General characteristics
- Class & type: Pegasus-class hydrofoil
- Displacement: 255 long tons (259 t) full
- Length: 133 ft (41 m)
- Beam: 28 ft (8.5 m)
- Propulsion: 2 × Mercedes-Benz marine diesels (hullborne), 1,600 bhp (1,193 kW); 1 × General Electric LM2500 gas turbine (foilborne), 18,000 shp (13,423 kW);
- Speed: 12 knots (22 km/h; 14 mph) hullborne; 48 knots (89 km/h; 55 mph) foilborne;
- Complement: 4 officers, 17 enlisted
- Sensors & processing systems: LN-66 navigation radar; Mk-92 Mod 1 fire-control system;
- Armament: 2 × quad RGM-84 Harpoon; 1 × Mk.75 76 mm OTO Melara, 62 cal. gun;

= USS Gemini (PHM-6) =

Patrol vessel of the United States Navy

USS Gemini (PHM-6) was the final ship of her class of hydrofoils operated by the U.S. Navy.
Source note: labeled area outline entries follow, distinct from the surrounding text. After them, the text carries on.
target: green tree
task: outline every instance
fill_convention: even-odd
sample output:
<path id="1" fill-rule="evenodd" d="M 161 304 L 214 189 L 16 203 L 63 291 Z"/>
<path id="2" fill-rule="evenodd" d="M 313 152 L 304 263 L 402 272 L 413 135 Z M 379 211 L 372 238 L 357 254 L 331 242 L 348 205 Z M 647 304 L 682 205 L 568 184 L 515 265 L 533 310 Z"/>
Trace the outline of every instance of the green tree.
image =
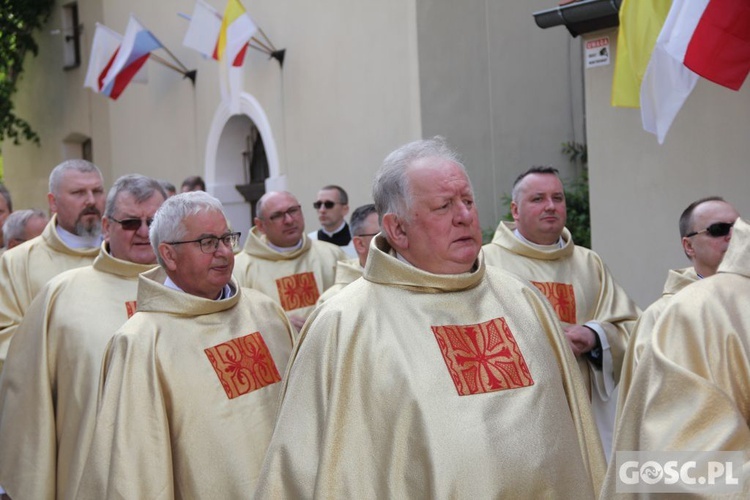
<path id="1" fill-rule="evenodd" d="M 0 141 L 21 139 L 39 143 L 39 136 L 13 110 L 13 94 L 28 52 L 34 56 L 39 46 L 34 30 L 49 18 L 54 0 L 0 0 Z"/>

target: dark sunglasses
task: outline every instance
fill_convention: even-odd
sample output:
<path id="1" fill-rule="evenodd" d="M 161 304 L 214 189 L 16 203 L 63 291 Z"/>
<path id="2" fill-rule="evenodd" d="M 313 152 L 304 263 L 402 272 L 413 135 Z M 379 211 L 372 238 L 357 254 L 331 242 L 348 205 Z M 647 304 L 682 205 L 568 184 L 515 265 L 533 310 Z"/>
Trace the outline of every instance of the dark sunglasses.
<path id="1" fill-rule="evenodd" d="M 110 217 L 109 220 L 115 221 L 122 226 L 125 231 L 138 231 L 143 224 L 143 219 L 123 219 L 117 220 L 114 217 Z M 148 217 L 146 220 L 146 227 L 151 227 L 151 223 L 154 222 L 153 217 Z"/>
<path id="2" fill-rule="evenodd" d="M 332 209 L 335 206 L 336 206 L 336 202 L 335 201 L 330 201 L 330 200 L 328 200 L 328 201 L 316 201 L 315 203 L 313 203 L 313 208 L 315 210 L 319 210 L 320 207 L 326 207 L 328 210 L 330 210 L 330 209 Z"/>
<path id="3" fill-rule="evenodd" d="M 685 235 L 687 238 L 690 238 L 691 236 L 695 236 L 696 234 L 701 233 L 708 233 L 710 236 L 714 238 L 720 238 L 721 236 L 726 236 L 729 234 L 729 231 L 731 231 L 732 226 L 734 226 L 734 222 L 714 222 L 710 226 L 708 226 L 706 229 L 702 229 L 700 231 L 693 231 L 690 234 Z"/>

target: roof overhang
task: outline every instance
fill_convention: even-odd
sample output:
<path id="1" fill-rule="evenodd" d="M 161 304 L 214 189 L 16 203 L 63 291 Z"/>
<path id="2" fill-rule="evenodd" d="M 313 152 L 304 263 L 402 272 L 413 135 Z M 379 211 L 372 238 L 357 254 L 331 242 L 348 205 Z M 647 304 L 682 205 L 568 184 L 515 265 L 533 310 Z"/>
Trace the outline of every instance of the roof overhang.
<path id="1" fill-rule="evenodd" d="M 621 3 L 622 0 L 581 0 L 535 12 L 534 21 L 542 29 L 565 26 L 576 37 L 618 26 Z"/>

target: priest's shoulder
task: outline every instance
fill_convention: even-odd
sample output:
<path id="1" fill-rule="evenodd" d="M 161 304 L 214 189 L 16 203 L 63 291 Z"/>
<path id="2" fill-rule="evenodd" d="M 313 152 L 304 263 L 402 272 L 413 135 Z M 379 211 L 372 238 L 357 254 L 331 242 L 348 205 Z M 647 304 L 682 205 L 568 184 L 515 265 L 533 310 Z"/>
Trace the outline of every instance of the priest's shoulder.
<path id="1" fill-rule="evenodd" d="M 331 257 L 333 260 L 346 260 L 348 257 L 340 246 L 327 241 L 310 240 L 312 250 L 319 256 Z"/>
<path id="2" fill-rule="evenodd" d="M 487 266 L 484 278 L 490 285 L 502 284 L 503 286 L 516 286 L 517 288 L 533 287 L 529 280 L 518 274 L 493 265 Z"/>

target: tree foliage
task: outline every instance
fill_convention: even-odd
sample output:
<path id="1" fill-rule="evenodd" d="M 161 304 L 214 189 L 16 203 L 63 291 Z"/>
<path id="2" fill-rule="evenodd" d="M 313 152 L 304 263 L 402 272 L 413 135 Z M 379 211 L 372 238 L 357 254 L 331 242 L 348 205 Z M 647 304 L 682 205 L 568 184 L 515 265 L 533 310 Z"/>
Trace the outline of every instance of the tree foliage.
<path id="1" fill-rule="evenodd" d="M 13 110 L 13 94 L 28 52 L 34 56 L 39 46 L 34 30 L 49 18 L 54 0 L 0 0 L 0 141 L 19 144 L 21 139 L 39 143 L 39 136 Z"/>

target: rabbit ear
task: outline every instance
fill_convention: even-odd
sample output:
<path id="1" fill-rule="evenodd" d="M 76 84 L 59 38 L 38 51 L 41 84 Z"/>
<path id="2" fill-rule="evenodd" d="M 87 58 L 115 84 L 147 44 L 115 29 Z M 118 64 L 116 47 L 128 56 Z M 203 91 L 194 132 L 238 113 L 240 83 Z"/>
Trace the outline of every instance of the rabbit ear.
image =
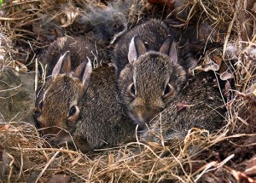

She was named for the constellation.

Pegasus class vessels were designed for high speed and mobility, and carried an armament powerful for its size, consisting of Harpoon anti-ship missiles and a 76 mm cannon.

USS Gemini was converted into a yacht after decommissioning, but was later sold for scrap.